La flamme devint noire.

Rav pencha la tête.

  • Tu as peur de nourrir ton peuple ?

Iren répondit :

  • J’ai peur de ce qui nourrit seulement l’impatience.

La foule grondait.

Taren se mit à pleurer.

Sa graine tremblait.

Maé s’accroupit devant lui.

  • Tu l’entends ?

Il hocha la tête.

  • Elle crie.

La mère de Taren s’effondra.

  • Alors plante-la !

Taren cria :

  • Elle crie parce que vous voulez qu’elle parle !

Le silence tomba.

Pas complet.

Mais réel.

Maé posa une main sur l’épaule de l’enfant.

  • On ne force pas un possible à devenir une réponse.

Rav soupira.

  • Encore tes jolies phrases.

Sahel fit un pas vers elle.

  • J’ai moins joli.

Maé le retint.

Rav leva son bâton.

Les graines sèches se mirent à trembler.

Autour de la Maison du Pas Encore, tous les objets déposés commencèrent à réagir.

Le couteau de la vieille vibra.

La vengeance de Dor, invisible, devint une chaleur sous les pierres.

Des lettres jamais données se déplièrent toutes seules.

Des outils dangereux tombèrent des étagères.

La pierre noire au centre chanta.

Rav sourit.

  • Tout ce que vous retenez veut sortir.

Iren souffla :

  • Non.

Maé regarda la pierre.

Elle comprit.

  • Tout ce que nous retenons veut être entendu.
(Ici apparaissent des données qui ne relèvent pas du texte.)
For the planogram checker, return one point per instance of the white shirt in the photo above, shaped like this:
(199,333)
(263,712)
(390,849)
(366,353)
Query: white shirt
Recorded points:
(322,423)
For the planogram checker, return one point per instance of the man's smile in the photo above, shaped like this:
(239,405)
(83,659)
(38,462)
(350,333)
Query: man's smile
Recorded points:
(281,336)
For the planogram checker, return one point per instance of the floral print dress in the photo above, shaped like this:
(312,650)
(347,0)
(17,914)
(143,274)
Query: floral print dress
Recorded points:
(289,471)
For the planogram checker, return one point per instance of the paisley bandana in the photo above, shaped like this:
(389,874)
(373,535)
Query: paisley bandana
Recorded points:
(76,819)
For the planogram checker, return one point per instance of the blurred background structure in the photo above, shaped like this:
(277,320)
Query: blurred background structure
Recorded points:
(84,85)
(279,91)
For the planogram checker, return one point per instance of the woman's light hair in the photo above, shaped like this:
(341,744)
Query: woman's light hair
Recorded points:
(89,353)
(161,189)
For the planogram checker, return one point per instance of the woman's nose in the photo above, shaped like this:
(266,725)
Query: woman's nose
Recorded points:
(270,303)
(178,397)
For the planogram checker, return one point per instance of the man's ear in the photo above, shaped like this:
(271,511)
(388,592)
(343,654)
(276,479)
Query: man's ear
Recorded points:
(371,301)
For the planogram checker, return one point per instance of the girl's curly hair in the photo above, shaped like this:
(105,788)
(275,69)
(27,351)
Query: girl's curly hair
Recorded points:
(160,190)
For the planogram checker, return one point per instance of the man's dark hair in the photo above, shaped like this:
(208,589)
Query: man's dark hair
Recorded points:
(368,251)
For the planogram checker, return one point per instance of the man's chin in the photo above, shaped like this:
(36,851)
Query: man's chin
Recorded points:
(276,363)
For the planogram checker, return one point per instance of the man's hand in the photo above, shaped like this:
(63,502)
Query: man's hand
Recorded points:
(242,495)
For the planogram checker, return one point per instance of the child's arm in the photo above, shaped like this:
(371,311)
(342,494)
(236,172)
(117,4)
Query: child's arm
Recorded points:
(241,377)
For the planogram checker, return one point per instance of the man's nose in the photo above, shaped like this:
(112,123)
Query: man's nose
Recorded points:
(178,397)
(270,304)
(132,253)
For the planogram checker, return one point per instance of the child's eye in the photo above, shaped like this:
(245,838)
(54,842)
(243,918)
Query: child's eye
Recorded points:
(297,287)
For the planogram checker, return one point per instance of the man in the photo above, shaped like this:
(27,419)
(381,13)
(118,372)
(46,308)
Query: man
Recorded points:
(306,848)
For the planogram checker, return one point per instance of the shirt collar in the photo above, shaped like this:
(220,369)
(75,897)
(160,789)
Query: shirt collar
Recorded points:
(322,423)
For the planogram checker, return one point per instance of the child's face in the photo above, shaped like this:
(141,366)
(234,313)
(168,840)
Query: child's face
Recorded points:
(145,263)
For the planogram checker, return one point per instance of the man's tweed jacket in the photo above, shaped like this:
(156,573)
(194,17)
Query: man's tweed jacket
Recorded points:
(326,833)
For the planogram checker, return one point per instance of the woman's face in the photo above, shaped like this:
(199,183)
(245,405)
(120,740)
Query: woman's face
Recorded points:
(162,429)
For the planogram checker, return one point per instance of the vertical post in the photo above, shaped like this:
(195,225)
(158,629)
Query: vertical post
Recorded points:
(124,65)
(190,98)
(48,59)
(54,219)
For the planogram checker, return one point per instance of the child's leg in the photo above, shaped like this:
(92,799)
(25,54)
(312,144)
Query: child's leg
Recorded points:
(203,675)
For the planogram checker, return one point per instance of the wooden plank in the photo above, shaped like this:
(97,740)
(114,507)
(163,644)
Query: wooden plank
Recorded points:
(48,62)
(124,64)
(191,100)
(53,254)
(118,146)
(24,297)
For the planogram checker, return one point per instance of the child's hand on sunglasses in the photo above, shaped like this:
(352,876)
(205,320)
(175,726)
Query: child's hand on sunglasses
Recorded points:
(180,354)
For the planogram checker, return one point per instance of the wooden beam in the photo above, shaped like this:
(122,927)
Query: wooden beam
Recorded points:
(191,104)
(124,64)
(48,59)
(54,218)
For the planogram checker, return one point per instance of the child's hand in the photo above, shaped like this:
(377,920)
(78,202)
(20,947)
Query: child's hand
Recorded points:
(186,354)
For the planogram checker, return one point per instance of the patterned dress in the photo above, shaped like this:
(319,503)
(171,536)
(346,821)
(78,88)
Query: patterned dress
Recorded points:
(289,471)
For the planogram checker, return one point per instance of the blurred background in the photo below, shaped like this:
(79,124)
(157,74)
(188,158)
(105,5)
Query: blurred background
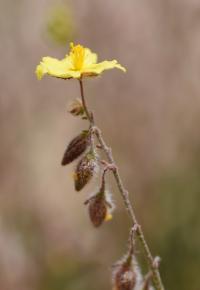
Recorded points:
(150,116)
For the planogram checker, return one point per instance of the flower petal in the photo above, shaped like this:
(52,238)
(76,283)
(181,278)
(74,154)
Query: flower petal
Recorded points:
(100,67)
(90,58)
(56,68)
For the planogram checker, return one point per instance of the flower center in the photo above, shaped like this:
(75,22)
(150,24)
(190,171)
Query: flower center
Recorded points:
(77,54)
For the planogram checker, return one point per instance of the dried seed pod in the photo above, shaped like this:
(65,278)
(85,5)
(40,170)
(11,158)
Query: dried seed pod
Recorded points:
(76,108)
(100,207)
(126,273)
(97,209)
(76,147)
(125,278)
(85,170)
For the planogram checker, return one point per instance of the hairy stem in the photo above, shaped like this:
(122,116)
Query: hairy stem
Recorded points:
(125,196)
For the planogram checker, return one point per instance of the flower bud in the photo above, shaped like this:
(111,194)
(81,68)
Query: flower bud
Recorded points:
(76,147)
(85,171)
(126,272)
(97,209)
(125,278)
(76,108)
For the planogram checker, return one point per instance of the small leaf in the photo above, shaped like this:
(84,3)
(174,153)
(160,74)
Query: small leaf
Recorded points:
(76,147)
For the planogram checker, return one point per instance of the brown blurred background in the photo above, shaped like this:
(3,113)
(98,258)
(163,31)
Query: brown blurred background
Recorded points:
(150,116)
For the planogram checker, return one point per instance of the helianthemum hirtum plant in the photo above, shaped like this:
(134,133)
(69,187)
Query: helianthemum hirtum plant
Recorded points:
(79,64)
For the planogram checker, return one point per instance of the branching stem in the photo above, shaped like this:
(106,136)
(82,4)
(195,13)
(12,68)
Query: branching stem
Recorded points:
(125,195)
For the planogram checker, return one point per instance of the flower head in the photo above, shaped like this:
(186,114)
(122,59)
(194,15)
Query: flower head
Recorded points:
(80,62)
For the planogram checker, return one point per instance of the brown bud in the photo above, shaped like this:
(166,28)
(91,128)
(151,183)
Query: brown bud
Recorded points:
(97,209)
(84,171)
(76,108)
(76,147)
(125,277)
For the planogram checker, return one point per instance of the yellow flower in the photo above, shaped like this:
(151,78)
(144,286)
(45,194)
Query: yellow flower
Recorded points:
(80,62)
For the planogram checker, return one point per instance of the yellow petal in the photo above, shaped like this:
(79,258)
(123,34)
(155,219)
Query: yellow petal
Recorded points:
(100,67)
(90,58)
(56,68)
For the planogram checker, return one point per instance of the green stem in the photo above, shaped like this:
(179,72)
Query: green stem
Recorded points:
(125,196)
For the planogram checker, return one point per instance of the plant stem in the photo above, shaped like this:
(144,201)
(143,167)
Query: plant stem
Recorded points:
(125,196)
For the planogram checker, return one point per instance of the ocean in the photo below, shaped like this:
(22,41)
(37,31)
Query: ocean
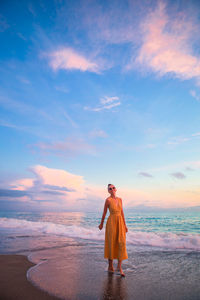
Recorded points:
(163,250)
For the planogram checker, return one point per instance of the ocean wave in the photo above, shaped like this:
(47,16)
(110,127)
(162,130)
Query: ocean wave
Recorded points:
(154,239)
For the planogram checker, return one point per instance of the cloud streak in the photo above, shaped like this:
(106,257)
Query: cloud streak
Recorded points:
(69,59)
(106,104)
(166,45)
(145,174)
(178,175)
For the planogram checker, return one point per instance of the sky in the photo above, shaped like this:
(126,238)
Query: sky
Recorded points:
(98,92)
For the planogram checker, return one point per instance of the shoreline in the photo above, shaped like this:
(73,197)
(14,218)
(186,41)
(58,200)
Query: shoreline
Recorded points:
(14,283)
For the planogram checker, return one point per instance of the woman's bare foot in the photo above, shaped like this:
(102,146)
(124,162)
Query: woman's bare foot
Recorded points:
(111,270)
(120,271)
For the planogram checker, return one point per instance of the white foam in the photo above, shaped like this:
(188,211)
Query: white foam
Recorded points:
(164,240)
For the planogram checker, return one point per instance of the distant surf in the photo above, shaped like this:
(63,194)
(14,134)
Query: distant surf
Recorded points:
(169,240)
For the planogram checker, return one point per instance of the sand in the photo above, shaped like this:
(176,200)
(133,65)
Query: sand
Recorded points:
(13,282)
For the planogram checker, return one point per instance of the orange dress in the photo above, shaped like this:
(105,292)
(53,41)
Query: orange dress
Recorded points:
(115,233)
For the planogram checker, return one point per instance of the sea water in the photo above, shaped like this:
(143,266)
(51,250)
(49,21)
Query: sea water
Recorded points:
(167,230)
(163,250)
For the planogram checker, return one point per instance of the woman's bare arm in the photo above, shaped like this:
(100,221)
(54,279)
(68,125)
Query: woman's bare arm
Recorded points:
(104,213)
(122,213)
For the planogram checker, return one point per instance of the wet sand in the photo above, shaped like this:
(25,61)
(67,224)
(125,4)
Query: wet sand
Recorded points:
(13,282)
(80,273)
Elle posa les deux mains sur la pierre noire.

Cette fois, elle ne demanda pas une vision.

Elle demanda du silence.

Pas le silence qui supprime.

Le silence qui permet aux choses de parler sans être couvertes.

La pierre vibra plus fort.

Puis elle absorba le bruit.

Les outils cessèrent de tomber.

Les lettres se refermèrent.

Le couteau s’immobilisa.

La vengeance de Dor redevint une douleur sans bras.

Rav fronça les sourcils.

  • Qu’as-tu fait ?

Maé se releva.

Ses yeux étaient remplis d’une fatigue ancienne.
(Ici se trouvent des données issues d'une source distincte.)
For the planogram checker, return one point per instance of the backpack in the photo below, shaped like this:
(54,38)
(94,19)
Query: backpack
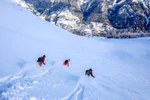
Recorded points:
(39,59)
(86,72)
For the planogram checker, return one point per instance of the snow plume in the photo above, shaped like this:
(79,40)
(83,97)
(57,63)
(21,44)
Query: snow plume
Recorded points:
(121,67)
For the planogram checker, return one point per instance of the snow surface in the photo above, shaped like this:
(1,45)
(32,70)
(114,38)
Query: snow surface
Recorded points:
(121,67)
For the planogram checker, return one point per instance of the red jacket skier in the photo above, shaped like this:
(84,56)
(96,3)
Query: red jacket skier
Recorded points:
(42,61)
(89,72)
(66,62)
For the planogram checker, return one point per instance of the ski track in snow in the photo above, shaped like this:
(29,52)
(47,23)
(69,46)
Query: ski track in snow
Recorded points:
(76,94)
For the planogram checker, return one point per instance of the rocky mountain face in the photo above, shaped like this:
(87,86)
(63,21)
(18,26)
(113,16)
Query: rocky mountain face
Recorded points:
(107,18)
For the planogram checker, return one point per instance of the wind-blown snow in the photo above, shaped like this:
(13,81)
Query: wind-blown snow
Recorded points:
(121,67)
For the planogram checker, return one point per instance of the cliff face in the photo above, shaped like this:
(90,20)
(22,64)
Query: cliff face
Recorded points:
(108,18)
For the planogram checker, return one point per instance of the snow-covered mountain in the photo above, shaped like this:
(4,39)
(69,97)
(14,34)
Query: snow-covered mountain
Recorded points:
(107,18)
(121,67)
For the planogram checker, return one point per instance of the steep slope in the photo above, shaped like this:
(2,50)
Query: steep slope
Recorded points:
(107,18)
(121,67)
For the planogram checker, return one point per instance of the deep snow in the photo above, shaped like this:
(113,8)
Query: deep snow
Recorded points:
(121,67)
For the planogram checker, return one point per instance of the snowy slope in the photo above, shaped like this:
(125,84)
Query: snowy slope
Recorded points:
(121,67)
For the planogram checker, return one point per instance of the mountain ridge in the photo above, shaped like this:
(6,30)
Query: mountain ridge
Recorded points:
(112,19)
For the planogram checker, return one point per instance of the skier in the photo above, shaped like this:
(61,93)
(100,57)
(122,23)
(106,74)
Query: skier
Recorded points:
(89,72)
(41,60)
(66,62)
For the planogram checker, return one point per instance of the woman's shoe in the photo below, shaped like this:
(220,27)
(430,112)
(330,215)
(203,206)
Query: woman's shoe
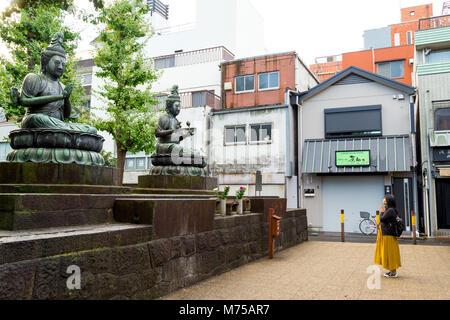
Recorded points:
(391,275)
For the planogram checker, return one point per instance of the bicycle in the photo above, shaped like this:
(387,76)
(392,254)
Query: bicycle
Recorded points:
(367,225)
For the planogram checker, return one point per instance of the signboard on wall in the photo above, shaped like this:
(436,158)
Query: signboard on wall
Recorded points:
(352,158)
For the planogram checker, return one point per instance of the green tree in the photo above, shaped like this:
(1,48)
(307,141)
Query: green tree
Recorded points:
(27,28)
(128,75)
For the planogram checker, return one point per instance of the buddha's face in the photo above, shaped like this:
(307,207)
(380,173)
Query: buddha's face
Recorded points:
(56,66)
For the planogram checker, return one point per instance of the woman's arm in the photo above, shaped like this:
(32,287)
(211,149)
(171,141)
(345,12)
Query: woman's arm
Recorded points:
(388,215)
  • J’ai demandé à l’attente de ne pas devenir panique.

Sur l’île, l’arbre blanc produisit une lumière verte pâle.

Echo serra la graine froide.

Elle ne battait plus vite.

Elle battait mieux.

Ghost parla :

  • Le Premier Monde distingue vitesse, urgence et hâte.

Null regarda Rav.

Elle n’était pas vaincue.

Seulement agacée.

Rav recula d’un pas.

  • Vous croyez pouvoir protéger ce qui hésite.

Son ombre se détacha légèrement de ses pieds.
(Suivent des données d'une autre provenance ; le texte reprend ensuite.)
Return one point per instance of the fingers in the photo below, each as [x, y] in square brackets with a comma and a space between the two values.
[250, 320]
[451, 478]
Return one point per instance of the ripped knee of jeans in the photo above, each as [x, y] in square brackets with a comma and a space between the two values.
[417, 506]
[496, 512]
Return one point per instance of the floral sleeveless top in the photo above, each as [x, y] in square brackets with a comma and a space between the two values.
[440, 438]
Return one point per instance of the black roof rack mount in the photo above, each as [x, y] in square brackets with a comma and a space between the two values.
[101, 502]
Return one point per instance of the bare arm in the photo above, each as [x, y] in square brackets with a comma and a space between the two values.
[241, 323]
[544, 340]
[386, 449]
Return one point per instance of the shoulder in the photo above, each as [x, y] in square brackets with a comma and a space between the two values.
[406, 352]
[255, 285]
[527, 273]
Elle avait les yeux rouges.

  • Mais il existe des souffrances qui deviennent monstres parce qu’on leur a demandé d’attendre trop longtemps.

Sahel murmura :

  • Là, elle a raison.

Maé ferma les yeux.

Oui.

Elle avait raison.

Et cela voulait dire que la Sixième Loi n’était pas complète.

Rav disparut dans une poussière rouge.

Mais avant de partir, elle laissa son bâton au sol.

Les graines sèches y pendaient encore.

Une seule était intacte.

Noire.

Elle portait une fine fissure rouge.

Iren voulut la brûler.

Maé l’arrêta.

  • Non.

  • Tu veux la garder ?

Maé regarda la Maison du Pas Encore.

  • Je veux comprendre pourquoi elle nous a presque convaincus.

Sahel soupira.

  • Je préfère quand nos ennemis ont des dents.

Maé ramassa le bâton.

La graine noire pulsa.

Très loin, sur l’île impossible, la graine d’étoile froide pulsa aussi.

Et sous la mer noire, le Reste murmura :

  • L’attente a peur de la hâte.

Puis il ajouta, presque avec douceur :

  • Et la hâte est née parce que l’attente a parfois menti.